Moody raised his glass as though saluting him. “Ray told us detectives that he went into the woods, but met Allen on the hiking path, making his way back.” He gestured to the file. “Notes on several interviews with him are in there. But in one, he told me that Allen was ‘fuckin’ furious.’”

“He admitted that?”

“He did. But he also said he didn’t blame his brother for being angry, because he could hear your sister’s laughter. She even called out, ‘Don’t go away mad, Allen.’ And then she told him to go home and jack off while thinking about her. Words to that effect.”

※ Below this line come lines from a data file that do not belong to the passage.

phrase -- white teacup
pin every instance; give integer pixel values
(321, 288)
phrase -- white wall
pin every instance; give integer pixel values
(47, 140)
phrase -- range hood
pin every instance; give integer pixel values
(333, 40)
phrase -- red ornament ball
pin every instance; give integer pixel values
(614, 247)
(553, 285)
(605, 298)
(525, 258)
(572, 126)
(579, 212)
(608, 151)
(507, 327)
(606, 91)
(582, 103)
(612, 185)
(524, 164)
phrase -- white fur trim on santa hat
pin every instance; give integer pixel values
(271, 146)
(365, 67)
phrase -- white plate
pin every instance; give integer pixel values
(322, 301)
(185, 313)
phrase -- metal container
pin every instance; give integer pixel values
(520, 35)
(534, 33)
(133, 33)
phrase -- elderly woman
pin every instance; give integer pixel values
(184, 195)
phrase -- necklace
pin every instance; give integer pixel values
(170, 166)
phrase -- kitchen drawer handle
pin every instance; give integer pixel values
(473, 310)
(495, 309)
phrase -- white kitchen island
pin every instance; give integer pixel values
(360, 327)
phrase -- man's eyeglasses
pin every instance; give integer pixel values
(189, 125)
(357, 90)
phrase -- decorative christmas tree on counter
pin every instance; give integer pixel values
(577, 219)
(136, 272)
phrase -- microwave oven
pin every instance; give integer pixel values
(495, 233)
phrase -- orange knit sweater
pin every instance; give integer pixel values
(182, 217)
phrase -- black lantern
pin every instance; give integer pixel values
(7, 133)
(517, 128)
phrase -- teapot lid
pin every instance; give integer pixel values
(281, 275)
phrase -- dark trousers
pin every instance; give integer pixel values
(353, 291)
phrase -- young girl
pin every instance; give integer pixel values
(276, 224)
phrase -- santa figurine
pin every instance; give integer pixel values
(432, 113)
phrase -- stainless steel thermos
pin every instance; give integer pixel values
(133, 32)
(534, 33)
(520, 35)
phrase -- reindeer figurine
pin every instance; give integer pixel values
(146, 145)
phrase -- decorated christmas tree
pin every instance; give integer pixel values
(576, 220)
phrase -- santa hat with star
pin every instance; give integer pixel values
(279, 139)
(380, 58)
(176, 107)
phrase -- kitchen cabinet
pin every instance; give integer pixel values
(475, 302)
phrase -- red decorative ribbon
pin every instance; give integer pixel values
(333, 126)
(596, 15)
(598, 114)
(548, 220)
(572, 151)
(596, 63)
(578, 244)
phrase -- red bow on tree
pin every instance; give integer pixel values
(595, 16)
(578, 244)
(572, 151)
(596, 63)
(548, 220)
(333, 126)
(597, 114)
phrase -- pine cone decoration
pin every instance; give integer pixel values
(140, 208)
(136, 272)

Bellamy felt Dent’s eyes on her, watching to see how she would respond. She tried to keep her expression schooled.

“Anyhow, both the brothers, during individual interviews, told me the same thing. That Allen had left Susan in the woods, laughing at him.”

“Why didn’t this testimony come out during the trial?” she asked. “Since the case was built on circumstantial evidence, it would have provided strong reasonable doubt.”

“It would have, yes. Allen’s court-appointed attorney was relying heavily on Ray’s testimony,” Dale said. “That’s why he was fit to be tied when Ray didn’t show up the morning he was scheduled to be on the stand. The lawyer couldn’t account for his witness’s whereabouts or provide a reason for his failure to appear.